Lembro quando comprei minha primeira câmera, uma Olympus digital. Talvez cinco megapixels. O obturador dever ter pifado, mas ainda me arrependo de não tê-la guardado, mesmo não funcionando.
A fotografia continuou me encontrando. Na faculdade de design, descobri o laboratório: técnica, química, ampliadores e o tipo de teoria da imagem que muda para sempre a forma como você olha uma foto. Depois veio a fase lomográfica, que admito ter sido o jeito do meu cérebro de designer inventar desculpas. Por que aprender a linguagem se você pode simplesmente se vislumbrar com os lights leaks e fotos borradas?
Minha namorada, hoje minha esposa, manteve um blog de fotografia por anos. Então havia sempre algo novo por perto: um filme novo, uma câmera para testar, um fotógrafo para virar pesquisar. Eu me encantava, mas mantinha distância.
Encanto e distancia eram as palavras, mas nunca neguei que cameras fotografias são o produto mais engenhoso e bonito que já inventamos, nada me fascina mais que esses cameras e lentes, não são carros, motos, aviões, nada. Câmeras. O que provavelmente explica por que a coleção não para de crescer, ano após ano.

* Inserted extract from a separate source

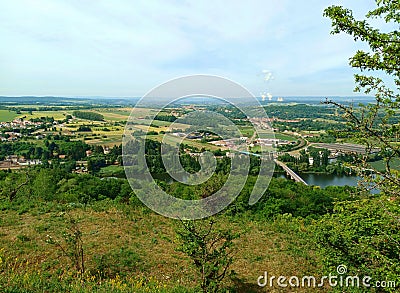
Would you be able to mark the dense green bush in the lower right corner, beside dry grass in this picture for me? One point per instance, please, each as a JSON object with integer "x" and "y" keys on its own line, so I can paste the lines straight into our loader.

Mas colecionar vinis não faz de você um músico. Colecionar câmeras não tem faz melhor fotógrafo, então era hora de deixar fotos ruins de lado e fazer o trabalho de verdade, era hora de dar à fotografia a atenção que ela merece.

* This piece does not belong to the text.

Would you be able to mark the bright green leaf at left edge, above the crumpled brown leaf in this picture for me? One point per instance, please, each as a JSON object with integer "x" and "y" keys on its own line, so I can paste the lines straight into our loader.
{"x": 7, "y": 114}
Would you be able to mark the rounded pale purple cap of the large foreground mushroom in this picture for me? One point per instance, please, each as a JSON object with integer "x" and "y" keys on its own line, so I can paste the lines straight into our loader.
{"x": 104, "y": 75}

Soft and Blurry é o laboratório que construí para corrigir isso. Um lugar para ler, assistir e pensar sobre fotografia. Para catalogar o que estou aprendendo, o que estou vendo e quem estou me tornando através dela.
É também como mantenho o motor criativo funcionando. Porque alguns de nós precisam criar, não por entrega, não por audiência, mas simplesmente para não desaparecer.